I loved watching them realize that they had traits in common.  This activity was good on so many levels!  They learned new words, they discovered how easy it was to transition from traits about themselves to traits about characters in books, and next week, we'll move to a quick review about adjectives, which will support their work in descriptive writing.  Wow!  All that from one purchase!

For the last two days, we've been pushing through some good Common Core questions which have "hurt their brains" as one student told me.  We've been looking at how dialogue gives the reader a chance to learn more about a particular person's character.  And then how their actions give evidence about the kind of person they are.  This is tough for 6th graders, who want to take everything at face value.  It requires them to look beneath the surface of the story and analyze an author's intent.  Wow!  The character traits cards were helpful for them to identify which piece of dialogue they wanted to focus on.  I have some of the most willing students this year.  They were able to hear my comments,go back to work, discussing with peers, then writing, rewriting, and writing some more.  I was really proud of them!

I'm working with a group of students that I want to take on a Common Core nonfiction journey.  In a blogpost last year, I wrote about a project I was doing with students, with each of them reading about a different country.  The study culminated in a Feast of the Nations, with each child bringing in food they'd made from a recipe from that country.  It was a great experience, and I hope I opened their eyes to some of the different cultures around the world.

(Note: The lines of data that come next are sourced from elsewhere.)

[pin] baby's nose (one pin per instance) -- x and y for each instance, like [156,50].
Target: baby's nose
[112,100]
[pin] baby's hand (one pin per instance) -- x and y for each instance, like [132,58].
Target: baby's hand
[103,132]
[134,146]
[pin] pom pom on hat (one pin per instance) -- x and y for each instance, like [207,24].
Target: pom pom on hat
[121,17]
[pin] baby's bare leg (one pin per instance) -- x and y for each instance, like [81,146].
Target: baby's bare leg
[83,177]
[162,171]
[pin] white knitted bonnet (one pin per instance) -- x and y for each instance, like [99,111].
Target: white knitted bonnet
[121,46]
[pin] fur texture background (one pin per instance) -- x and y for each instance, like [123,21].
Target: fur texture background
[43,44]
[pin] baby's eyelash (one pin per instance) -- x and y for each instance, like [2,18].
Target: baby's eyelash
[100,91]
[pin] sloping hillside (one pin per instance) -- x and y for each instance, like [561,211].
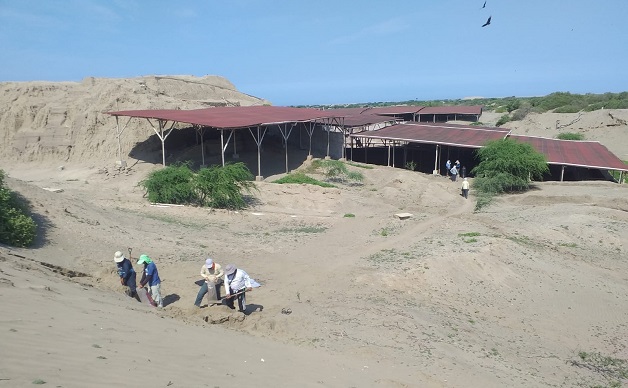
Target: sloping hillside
[65,121]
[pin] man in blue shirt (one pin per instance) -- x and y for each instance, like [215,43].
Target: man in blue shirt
[126,273]
[151,277]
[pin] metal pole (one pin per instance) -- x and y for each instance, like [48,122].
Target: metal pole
[436,159]
[163,142]
[562,173]
[222,146]
[259,158]
[328,157]
[235,140]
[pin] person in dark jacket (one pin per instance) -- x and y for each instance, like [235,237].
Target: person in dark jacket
[126,273]
[150,278]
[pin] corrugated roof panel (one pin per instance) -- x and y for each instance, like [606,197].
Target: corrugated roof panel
[229,117]
[578,153]
[456,109]
[460,136]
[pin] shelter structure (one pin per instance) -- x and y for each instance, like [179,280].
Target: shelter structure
[413,127]
[436,135]
[446,113]
[575,153]
[255,119]
[561,153]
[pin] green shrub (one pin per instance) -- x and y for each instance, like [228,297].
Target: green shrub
[512,104]
[17,228]
[570,136]
[223,187]
[171,184]
[502,120]
[616,174]
[507,166]
[301,178]
[569,109]
[214,186]
[522,111]
[336,170]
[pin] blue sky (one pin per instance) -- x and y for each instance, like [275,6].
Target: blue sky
[295,52]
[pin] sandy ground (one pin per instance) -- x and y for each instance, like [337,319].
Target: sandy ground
[449,297]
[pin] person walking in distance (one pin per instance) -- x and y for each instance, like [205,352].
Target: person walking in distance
[465,188]
[212,273]
[151,278]
[126,273]
[454,173]
[237,282]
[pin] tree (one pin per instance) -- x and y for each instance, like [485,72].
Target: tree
[214,186]
[508,165]
[17,228]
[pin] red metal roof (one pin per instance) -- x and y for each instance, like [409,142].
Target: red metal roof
[366,119]
[578,153]
[456,109]
[393,110]
[229,117]
[445,134]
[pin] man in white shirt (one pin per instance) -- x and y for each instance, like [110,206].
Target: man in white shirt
[212,274]
[237,282]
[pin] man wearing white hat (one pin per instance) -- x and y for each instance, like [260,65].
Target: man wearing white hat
[126,273]
[237,282]
[212,273]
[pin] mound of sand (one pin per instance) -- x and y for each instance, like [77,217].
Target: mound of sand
[351,295]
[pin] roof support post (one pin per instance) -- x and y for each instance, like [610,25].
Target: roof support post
[351,132]
[285,133]
[310,131]
[436,158]
[258,140]
[344,138]
[162,134]
[328,130]
[201,131]
[224,144]
[119,134]
[562,173]
[394,148]
[235,150]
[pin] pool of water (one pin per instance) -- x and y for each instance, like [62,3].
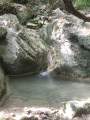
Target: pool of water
[45,91]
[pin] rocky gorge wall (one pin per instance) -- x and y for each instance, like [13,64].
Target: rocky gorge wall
[69,38]
[4,87]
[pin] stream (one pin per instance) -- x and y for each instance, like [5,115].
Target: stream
[46,91]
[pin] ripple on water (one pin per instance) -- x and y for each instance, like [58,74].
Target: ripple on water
[44,91]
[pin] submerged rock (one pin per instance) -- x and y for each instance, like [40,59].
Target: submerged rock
[74,108]
[23,51]
[70,39]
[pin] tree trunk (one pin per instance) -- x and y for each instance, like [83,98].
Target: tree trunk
[70,8]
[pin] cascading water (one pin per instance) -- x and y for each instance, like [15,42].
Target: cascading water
[50,66]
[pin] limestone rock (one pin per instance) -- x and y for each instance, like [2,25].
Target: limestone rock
[3,86]
[31,25]
[71,42]
[23,13]
[3,33]
[23,50]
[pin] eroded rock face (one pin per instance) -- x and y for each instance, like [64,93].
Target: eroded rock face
[22,51]
[23,13]
[70,39]
[3,86]
[3,33]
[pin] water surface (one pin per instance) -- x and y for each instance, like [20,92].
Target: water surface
[45,91]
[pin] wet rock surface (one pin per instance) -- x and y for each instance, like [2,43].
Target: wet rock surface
[69,38]
[4,88]
[23,48]
[3,33]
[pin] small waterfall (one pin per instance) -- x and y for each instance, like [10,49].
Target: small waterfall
[50,66]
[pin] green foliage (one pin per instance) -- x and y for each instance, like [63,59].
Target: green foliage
[51,2]
[82,3]
[6,1]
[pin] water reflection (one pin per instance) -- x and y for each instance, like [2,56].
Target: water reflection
[46,91]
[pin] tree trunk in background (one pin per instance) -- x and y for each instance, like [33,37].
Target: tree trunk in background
[70,8]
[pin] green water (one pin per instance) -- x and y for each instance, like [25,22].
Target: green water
[45,91]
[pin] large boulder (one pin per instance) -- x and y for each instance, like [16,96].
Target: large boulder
[70,39]
[3,33]
[4,89]
[23,13]
[22,51]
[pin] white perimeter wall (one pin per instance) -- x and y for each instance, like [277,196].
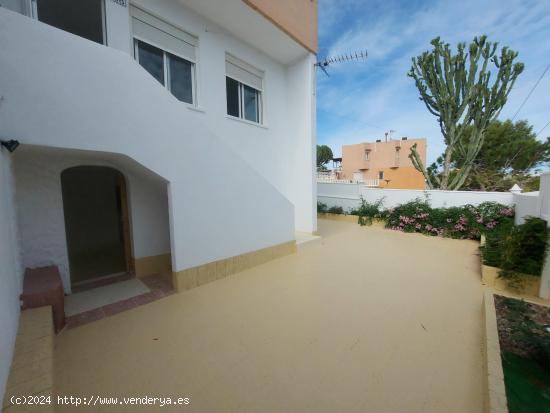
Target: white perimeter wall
[40,205]
[349,196]
[10,270]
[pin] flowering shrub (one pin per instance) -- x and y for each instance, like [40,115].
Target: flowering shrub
[368,211]
[465,222]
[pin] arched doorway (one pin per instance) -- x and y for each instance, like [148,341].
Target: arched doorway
[96,222]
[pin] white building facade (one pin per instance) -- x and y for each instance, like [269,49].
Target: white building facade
[204,111]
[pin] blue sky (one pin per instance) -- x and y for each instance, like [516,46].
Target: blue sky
[362,100]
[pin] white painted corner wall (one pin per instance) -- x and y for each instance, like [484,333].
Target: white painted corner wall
[10,269]
[222,203]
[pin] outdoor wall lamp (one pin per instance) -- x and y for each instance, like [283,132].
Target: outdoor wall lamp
[10,145]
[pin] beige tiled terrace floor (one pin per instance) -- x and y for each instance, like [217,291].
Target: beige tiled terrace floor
[367,320]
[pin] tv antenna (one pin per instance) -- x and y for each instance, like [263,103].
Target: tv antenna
[348,57]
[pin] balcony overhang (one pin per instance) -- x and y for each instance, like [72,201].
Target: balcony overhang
[248,25]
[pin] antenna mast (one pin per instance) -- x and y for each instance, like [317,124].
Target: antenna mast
[344,58]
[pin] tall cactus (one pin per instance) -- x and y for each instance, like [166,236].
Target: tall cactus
[456,89]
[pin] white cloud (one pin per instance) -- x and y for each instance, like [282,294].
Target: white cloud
[378,92]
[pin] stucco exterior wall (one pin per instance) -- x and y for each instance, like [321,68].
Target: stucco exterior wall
[90,97]
[10,269]
[40,206]
[390,157]
[298,18]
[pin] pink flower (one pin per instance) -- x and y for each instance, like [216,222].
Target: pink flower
[491,224]
[508,212]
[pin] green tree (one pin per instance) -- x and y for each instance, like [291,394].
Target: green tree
[510,155]
[324,155]
[456,89]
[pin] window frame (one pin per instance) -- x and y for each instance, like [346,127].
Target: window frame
[166,69]
[32,12]
[259,108]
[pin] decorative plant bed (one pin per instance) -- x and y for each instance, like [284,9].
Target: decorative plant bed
[512,257]
[524,336]
[338,217]
[529,286]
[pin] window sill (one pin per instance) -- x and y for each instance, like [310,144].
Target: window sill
[194,108]
[247,122]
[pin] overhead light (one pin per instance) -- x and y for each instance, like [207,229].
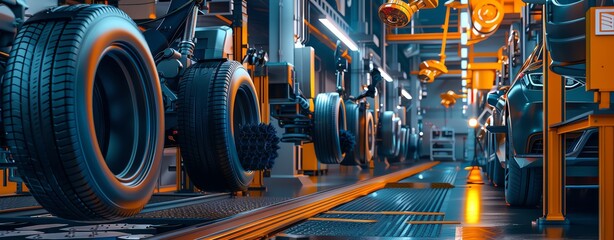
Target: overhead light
[473,122]
[464,52]
[405,94]
[385,75]
[344,38]
[464,38]
[465,19]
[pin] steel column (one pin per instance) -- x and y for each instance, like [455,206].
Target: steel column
[554,159]
[606,182]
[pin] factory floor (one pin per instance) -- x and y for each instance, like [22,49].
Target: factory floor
[457,210]
[469,211]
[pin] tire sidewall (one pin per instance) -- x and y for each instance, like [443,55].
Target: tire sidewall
[100,35]
[240,78]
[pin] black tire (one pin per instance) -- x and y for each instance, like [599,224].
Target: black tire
[87,137]
[523,186]
[329,119]
[388,135]
[352,111]
[367,137]
[215,98]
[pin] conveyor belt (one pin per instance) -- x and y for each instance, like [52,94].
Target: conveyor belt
[438,174]
[265,221]
[180,213]
[389,212]
[385,225]
[214,209]
[11,202]
[27,201]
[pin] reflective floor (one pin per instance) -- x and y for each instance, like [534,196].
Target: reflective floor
[484,214]
[472,211]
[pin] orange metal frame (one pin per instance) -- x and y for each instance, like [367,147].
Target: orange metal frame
[598,54]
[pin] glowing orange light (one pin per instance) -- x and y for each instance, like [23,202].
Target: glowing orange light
[472,205]
[475,176]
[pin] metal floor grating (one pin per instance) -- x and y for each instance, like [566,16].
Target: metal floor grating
[389,199]
[438,174]
[214,209]
[11,202]
[17,202]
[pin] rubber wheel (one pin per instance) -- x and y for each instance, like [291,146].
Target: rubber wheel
[523,186]
[388,135]
[215,99]
[402,143]
[83,112]
[367,137]
[353,120]
[329,119]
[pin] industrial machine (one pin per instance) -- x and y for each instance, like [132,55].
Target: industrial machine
[88,142]
[520,151]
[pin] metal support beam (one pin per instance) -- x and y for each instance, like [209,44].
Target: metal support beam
[239,29]
[606,182]
[422,37]
[554,159]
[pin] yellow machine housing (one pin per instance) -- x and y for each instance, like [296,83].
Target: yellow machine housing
[397,13]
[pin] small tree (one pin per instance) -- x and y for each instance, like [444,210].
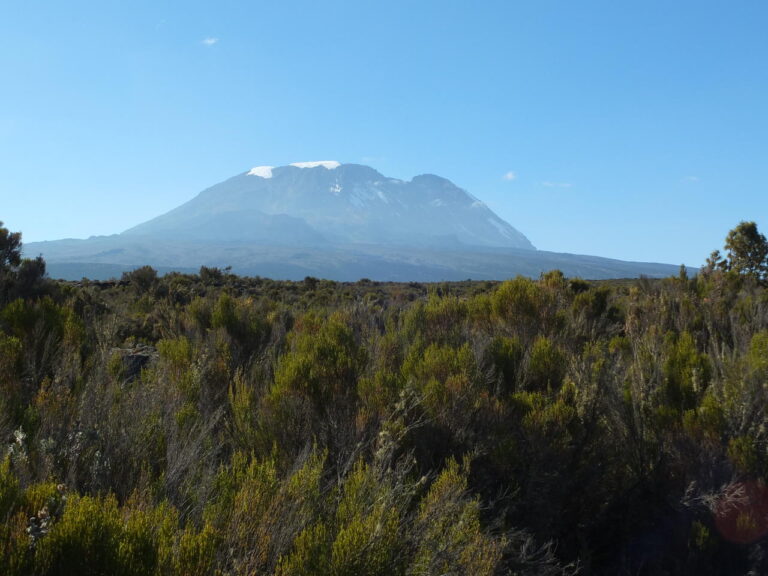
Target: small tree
[19,277]
[747,251]
[746,254]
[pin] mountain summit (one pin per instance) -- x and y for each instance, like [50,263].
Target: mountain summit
[328,203]
[334,221]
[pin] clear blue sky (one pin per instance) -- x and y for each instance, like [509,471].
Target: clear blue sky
[635,130]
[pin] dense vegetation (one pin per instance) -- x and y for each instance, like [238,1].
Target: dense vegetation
[203,424]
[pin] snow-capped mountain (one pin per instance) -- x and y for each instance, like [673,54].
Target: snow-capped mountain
[330,220]
[331,203]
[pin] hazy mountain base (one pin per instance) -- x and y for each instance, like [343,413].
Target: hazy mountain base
[104,257]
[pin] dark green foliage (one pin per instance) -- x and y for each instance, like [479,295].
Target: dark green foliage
[214,424]
[19,277]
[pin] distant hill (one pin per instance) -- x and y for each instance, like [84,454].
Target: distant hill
[330,220]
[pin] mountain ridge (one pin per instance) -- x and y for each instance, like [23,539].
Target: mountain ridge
[330,220]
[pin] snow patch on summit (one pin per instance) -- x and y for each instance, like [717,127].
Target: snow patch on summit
[261,171]
[327,164]
[503,230]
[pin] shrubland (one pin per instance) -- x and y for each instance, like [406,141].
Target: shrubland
[214,424]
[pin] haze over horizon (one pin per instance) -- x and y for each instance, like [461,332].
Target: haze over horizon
[632,132]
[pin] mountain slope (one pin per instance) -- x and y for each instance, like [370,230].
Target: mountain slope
[330,220]
[342,204]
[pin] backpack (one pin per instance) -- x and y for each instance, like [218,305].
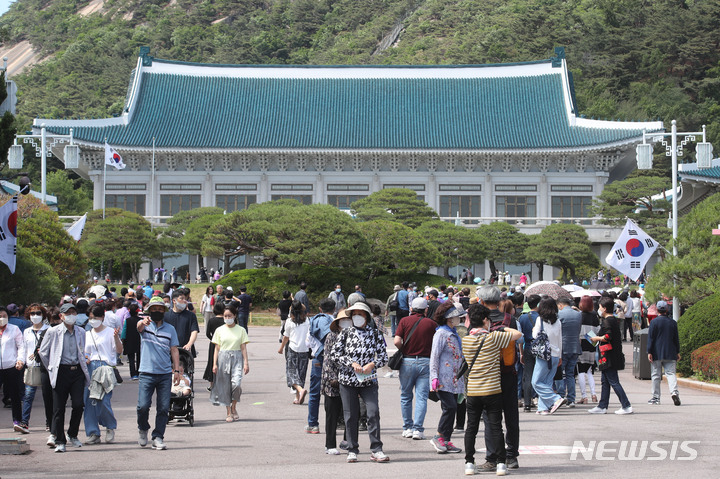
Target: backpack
[507,354]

It's my hope that they learn more about how to read nonfiction while developing an interest in visiting other countries.  Maybe even the one they read about in sixth grade!  Wouldn't that be cool?

The packet is in my TpT store if you want to take a look.

This is going to be my new back yard.  In a totally unexpected turn of events, my husband and I are moving.  Less than a 1/4 mile away.  Just across a main street and back against the park.  Because we weren't expecting to move, we have just a little gobs of work to do on our current house.                

I realized two days ago that we have Monday off.  I'm not a huge fan of Christopher Columbus these days, but this feels like a snow day to me.  Totally unexpected and free!

Hope you have a great weekend!


  1. I know what you mean about their brains hurting! Mine have been writing and writing, and then writing some more! I love those character trait cards. What a great idea to have identify themselves.

    1. It really helped them connect to the words on a more personal level. And I think that helps them retain them better.

  2. I have been spending oodles of time on close reading and tearing apart a text. I am using the units developed by odell for New York. That is my skeleton and then I supplement with my own things. It is really tough for the kids. They are used to having everything fed to them and now they really have to think deeply about the text. We get into their narrative writing in another week. I am sure it will be tough for them. Those trait cards look like they might be helpful!

    1. I just took a look at the Odell curriculum (I'd never heard of them before.) At first glance, it looks really good. What do you think of their materials? Are the kids interested in the reading? How well do they handle it?